Address: IFOK, Berliner Ring 89, 64625 Bensheim.
Email: [email protected]
Publication a.o .: (together with Jürg Minsch, Peter-Henning Feindt, Uwe Schneidewind and Tobias Schulz) Institutional reforms for a policy of sustainability, Berlin-Heidelberg 1998.
Commissions and advisory boards as a substitute for politics?
Commissions, councils and advisory boards are the focus of media criticism and party political disputes. While a large number of institutionalized advisory committees were created in the first decades of the Federal Republic of Germany, which were purely academic, today mixed commissions are en vogue: Whether it is the Hartz, Rürup, Herzog or Süssmuth commission, the national one Ethics Council, the Council for Sustainable Development or the recently formed Innovation Council - politics has created a dense but very heterogeneous network of advisory bodies. The individual committees and councils serve very different purposes: staging politics, finding consensus and legitimation, integrating civil society groups, gaining scientific expertise, debating partisan politics or identifying and evaluating alternative policy options.

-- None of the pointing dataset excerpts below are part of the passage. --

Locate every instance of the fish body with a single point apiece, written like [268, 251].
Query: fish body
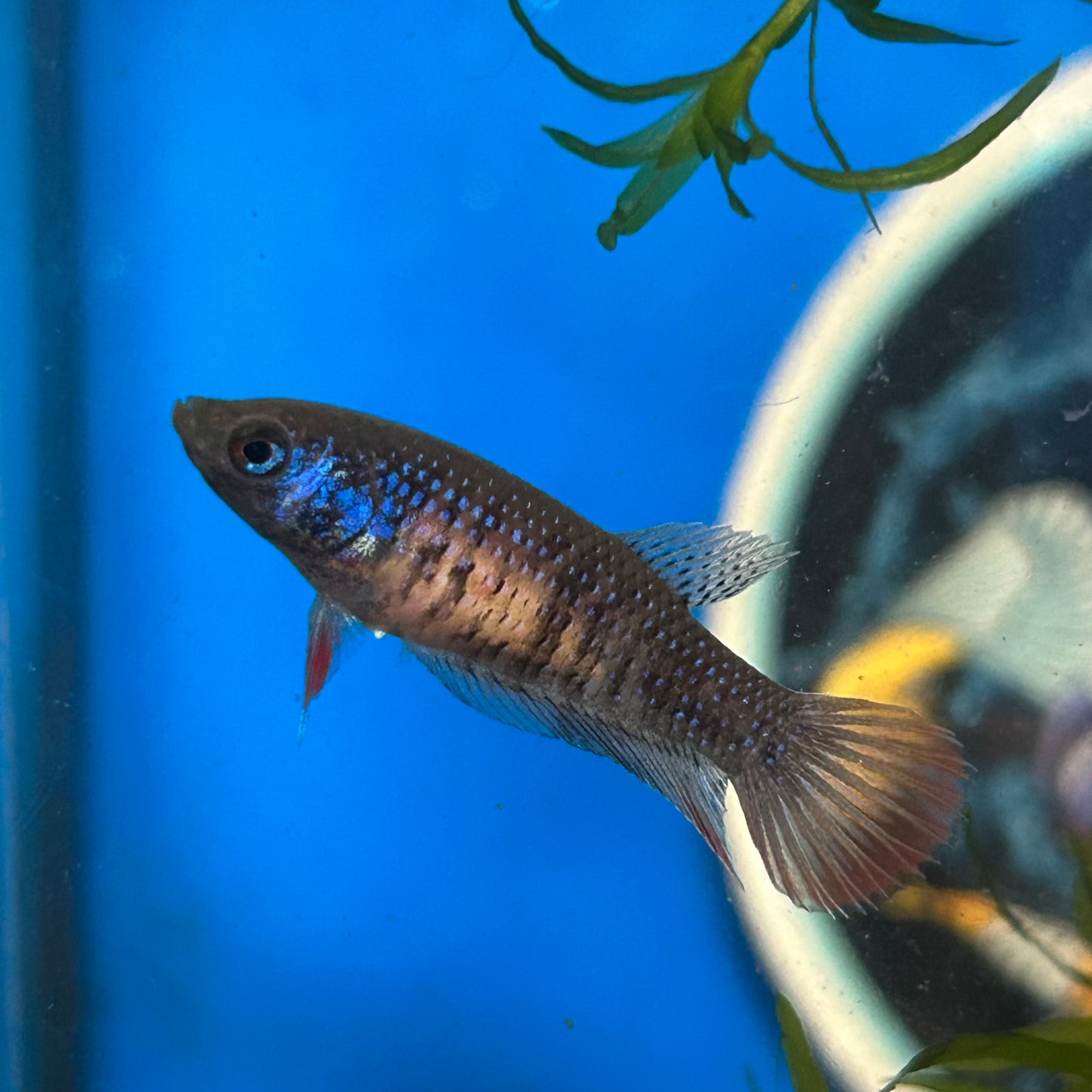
[534, 615]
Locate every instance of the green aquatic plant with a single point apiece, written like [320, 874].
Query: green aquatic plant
[1054, 1047]
[714, 118]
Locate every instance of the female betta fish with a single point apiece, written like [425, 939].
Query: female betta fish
[537, 617]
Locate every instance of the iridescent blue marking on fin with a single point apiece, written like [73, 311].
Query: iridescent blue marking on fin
[689, 781]
[707, 564]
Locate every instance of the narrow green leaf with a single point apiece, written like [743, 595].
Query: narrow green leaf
[649, 190]
[938, 1082]
[1063, 1030]
[611, 92]
[928, 169]
[794, 27]
[824, 128]
[888, 29]
[803, 1067]
[1001, 1050]
[630, 151]
[724, 165]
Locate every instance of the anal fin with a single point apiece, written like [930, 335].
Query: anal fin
[690, 782]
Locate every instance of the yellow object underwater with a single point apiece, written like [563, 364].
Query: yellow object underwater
[895, 665]
[1038, 954]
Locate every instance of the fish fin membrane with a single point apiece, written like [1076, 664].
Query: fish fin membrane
[852, 800]
[689, 781]
[707, 564]
[326, 625]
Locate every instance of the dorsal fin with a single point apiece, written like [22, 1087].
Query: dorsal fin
[707, 564]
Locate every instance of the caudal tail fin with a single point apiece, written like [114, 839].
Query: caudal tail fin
[853, 797]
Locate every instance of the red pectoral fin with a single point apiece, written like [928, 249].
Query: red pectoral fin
[326, 623]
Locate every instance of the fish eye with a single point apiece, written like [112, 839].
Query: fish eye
[259, 449]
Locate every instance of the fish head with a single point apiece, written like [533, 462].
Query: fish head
[297, 472]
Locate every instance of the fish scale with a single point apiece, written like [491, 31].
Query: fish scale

Many of the traditional political advisory bodies, for example the Advisory Council for Concerted Action in Health Care or the Scientific Advisory Board in the Federal Ministry of Economics and Labor, are barely noticed and usually play a marginal role in the political decision-making process. Apparently, they sometimes advise bypassing the demands of politicians - mainly because the scientific insights cannot be easily converted into political decisions.  What economists consider "rational" is all too often seen as "inopportune" in political business.  Mixed ad hoc commissions, on the other hand, apparently correspond more to the logic of political competition. They are currently in high demand and are primarily used for symbolic staging of politics, but increasingly also for the development of feasible concepts when there is a need for political action.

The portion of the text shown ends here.